Solved – ARIMA continuous forecasting

arimaforecasting

I am learning about the ARIMA model and trying to implement it and had some questions. From my understanding, ARIMA forecasts better for short-term projections rather than long-term projections (is this true or false)? I am implementing the ARIMA to make a 6 month projection on a daily basis. Would I get better results if I predict one day, then retrain the model including that day, then predicting the next day, and then retraining, and so on?
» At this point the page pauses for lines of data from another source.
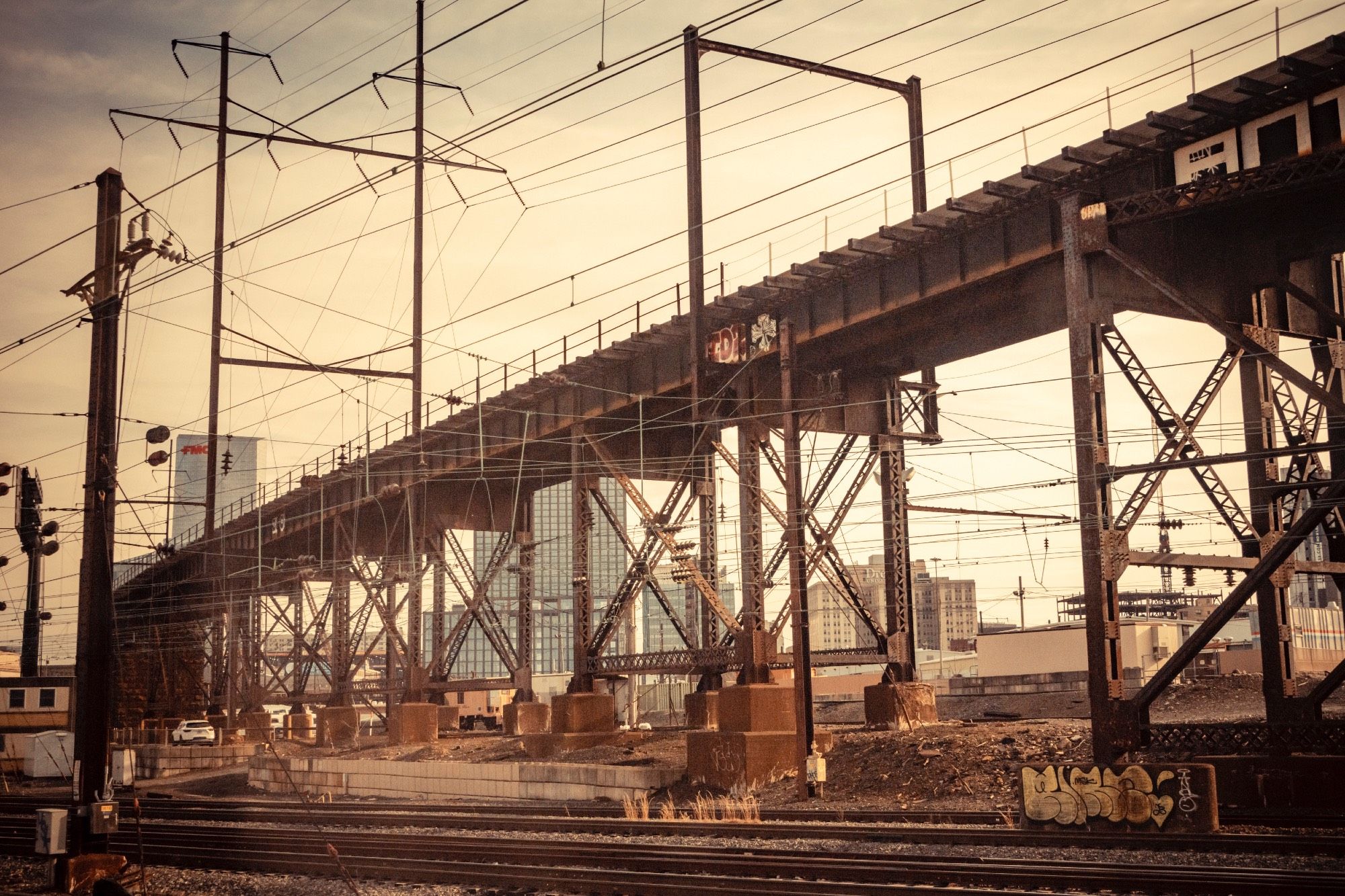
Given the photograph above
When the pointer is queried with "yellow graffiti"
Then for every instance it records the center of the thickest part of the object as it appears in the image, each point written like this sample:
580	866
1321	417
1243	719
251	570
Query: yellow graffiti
1048	795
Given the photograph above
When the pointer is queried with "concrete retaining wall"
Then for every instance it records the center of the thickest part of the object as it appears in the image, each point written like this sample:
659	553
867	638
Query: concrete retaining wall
158	760
434	779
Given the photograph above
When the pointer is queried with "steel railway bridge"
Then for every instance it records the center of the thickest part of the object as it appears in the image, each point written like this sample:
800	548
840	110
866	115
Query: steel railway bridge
844	343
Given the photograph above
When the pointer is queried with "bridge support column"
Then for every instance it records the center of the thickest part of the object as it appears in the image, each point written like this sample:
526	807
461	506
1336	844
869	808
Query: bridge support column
899	701
1105	553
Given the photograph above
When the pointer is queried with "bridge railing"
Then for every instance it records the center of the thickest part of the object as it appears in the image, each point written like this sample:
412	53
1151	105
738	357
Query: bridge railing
484	385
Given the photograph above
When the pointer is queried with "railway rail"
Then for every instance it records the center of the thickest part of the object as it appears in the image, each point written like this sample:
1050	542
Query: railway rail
155	805
614	866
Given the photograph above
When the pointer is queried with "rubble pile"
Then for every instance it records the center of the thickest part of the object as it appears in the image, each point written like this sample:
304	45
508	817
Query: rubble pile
952	766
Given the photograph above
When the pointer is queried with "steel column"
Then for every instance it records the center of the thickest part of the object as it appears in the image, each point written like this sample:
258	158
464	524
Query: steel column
798	557
582	526
898	595
1087	314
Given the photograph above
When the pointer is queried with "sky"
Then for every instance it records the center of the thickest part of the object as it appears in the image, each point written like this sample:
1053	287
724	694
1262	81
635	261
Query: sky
794	163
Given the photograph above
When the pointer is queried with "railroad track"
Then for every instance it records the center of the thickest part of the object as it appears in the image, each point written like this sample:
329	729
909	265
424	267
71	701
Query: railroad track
154	805
642	868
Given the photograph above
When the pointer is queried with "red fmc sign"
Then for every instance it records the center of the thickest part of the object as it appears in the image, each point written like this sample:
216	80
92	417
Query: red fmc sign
728	346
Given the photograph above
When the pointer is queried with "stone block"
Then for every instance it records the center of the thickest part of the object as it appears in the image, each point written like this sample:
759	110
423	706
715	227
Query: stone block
414	724
299	725
256	727
527	717
703	709
757	708
899	705
583	713
739	760
449	717
549	744
337	725
1144	797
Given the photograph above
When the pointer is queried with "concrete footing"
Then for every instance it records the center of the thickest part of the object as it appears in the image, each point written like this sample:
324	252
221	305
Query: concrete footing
527	717
755	741
579	721
1178	798
256	727
337	725
299	725
899	705
414	724
703	709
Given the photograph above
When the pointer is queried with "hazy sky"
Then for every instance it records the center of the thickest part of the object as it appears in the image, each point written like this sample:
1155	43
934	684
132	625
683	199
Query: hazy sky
602	174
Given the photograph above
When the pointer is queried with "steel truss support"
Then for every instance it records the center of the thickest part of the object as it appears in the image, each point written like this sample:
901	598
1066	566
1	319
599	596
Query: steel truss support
582	529
478	606
524	537
898	594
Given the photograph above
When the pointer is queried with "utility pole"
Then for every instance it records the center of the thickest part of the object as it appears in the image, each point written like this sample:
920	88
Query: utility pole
95	638
217	291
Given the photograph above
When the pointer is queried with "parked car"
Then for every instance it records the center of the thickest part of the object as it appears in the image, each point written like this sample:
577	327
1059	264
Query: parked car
194	731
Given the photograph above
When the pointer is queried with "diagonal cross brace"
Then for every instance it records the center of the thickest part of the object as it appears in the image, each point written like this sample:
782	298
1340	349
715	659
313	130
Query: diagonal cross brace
1233	333
642	506
1179	434
640	573
1270	563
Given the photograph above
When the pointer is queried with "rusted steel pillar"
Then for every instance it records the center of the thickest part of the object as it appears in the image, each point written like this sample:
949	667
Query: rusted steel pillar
582	528
898	598
524	638
709	544
1105	552
1265	513
755	641
341	651
797	556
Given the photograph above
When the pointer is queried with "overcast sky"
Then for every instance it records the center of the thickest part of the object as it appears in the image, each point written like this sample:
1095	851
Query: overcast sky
602	174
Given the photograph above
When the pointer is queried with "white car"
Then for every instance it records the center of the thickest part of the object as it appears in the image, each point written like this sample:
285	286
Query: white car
194	731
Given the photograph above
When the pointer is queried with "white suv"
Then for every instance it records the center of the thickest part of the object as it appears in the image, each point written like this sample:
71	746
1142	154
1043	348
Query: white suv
194	731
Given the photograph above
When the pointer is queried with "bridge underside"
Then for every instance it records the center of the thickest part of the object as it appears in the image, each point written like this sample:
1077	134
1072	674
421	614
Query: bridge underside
342	565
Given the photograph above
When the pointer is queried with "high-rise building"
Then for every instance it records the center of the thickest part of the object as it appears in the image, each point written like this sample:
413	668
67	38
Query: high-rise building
945	610
553	589
247	456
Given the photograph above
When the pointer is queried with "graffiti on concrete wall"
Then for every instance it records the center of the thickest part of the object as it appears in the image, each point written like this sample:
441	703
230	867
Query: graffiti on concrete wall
1071	795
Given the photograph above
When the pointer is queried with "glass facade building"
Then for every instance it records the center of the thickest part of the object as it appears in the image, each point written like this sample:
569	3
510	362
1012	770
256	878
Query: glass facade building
553	594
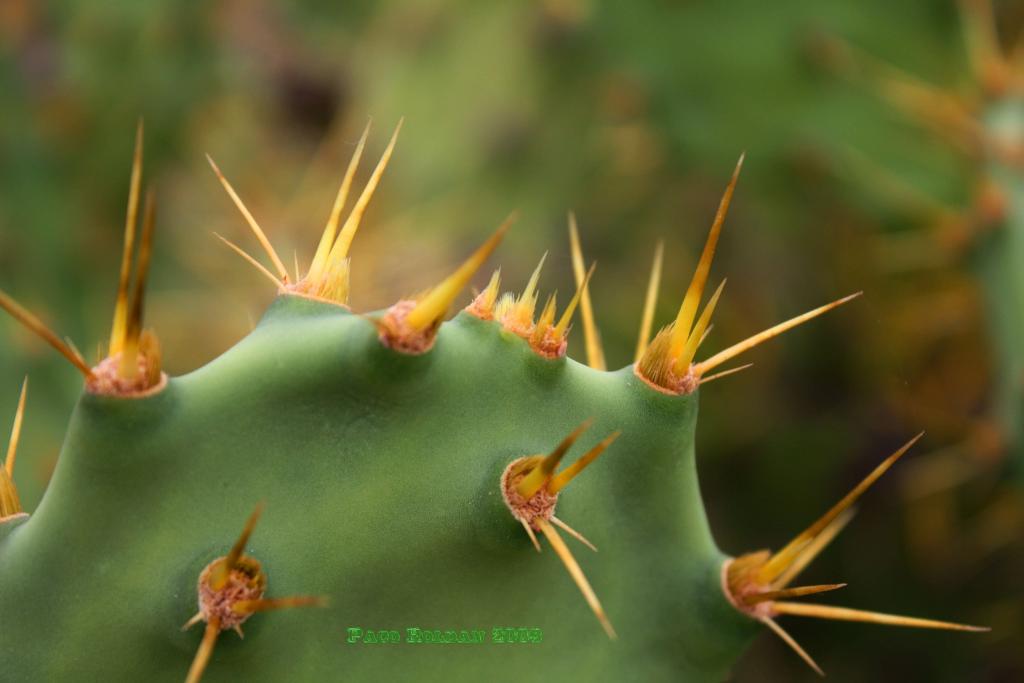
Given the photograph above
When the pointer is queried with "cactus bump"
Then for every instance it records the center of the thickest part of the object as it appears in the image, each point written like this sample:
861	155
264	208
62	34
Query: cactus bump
406	470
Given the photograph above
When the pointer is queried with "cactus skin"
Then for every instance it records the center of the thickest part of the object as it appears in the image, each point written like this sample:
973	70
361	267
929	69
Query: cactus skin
377	499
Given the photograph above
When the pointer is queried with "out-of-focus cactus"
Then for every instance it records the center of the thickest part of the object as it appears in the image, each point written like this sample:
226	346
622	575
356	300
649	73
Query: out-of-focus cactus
986	125
409	468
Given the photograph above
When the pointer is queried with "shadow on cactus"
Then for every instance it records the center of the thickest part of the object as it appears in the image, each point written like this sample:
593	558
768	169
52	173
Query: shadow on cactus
407	465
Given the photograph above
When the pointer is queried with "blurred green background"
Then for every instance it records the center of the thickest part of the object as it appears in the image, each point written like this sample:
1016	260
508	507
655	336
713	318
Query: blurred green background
633	116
EDIT: Thanks for the responses. Sorry if I wasn't being clear. I am using the ARIMAX model, and I have about 30 exogenous variables. I know what the actual values are for the endogenous variable, even for the 6 month projection period. I want to test how well my model performs on this 6 month period. So what I meant by retraining is that after I make a prediction for the next day using n samples, I would retrain on n+1 samples, where the new sample is using the actual value for the endogenous variable as opposed to the prediction.

Best Answer

ARIMA models are univariate so the only information they use is the history of the series. Essentially, they tell you how the variable will react to previous stochastic variation. When you start forecasting with them you no longer have any 'noise' in them because your model will not add in error terms (and nor should it). So what you'll see is that the forecast will quickly decay to the constant term/trend in your ARIMA model. Re-estimating the model won't help because you're not adding any new information about the underlying process.

Over 180+ forecast periods you'll need to add in more explanatory variables to get anything more than a trend line out of your model. For instance, you might include macroeconomic projections as an input, which would give you some dynamics over a 6 month period.

Update: If you are going for in-sample predictive power then using all the data will give you a better fit, so yes it will improve. The underlying question is what you want to achieve. If you're trying to understand the causative factors explaining the dependent variable then a few extra observations aren't going to overturn your theoretical priors. If you want forecasting power then you want to use as much data as possible to estimate your model. Of course you need to be wary of overfitting, which I guess is why you want to check the estimation against a sub-sampled model. If you're seeing a lot of change in your coefficients as you increase the sample size and they don't stabilise that's indicating your model's mis-specified.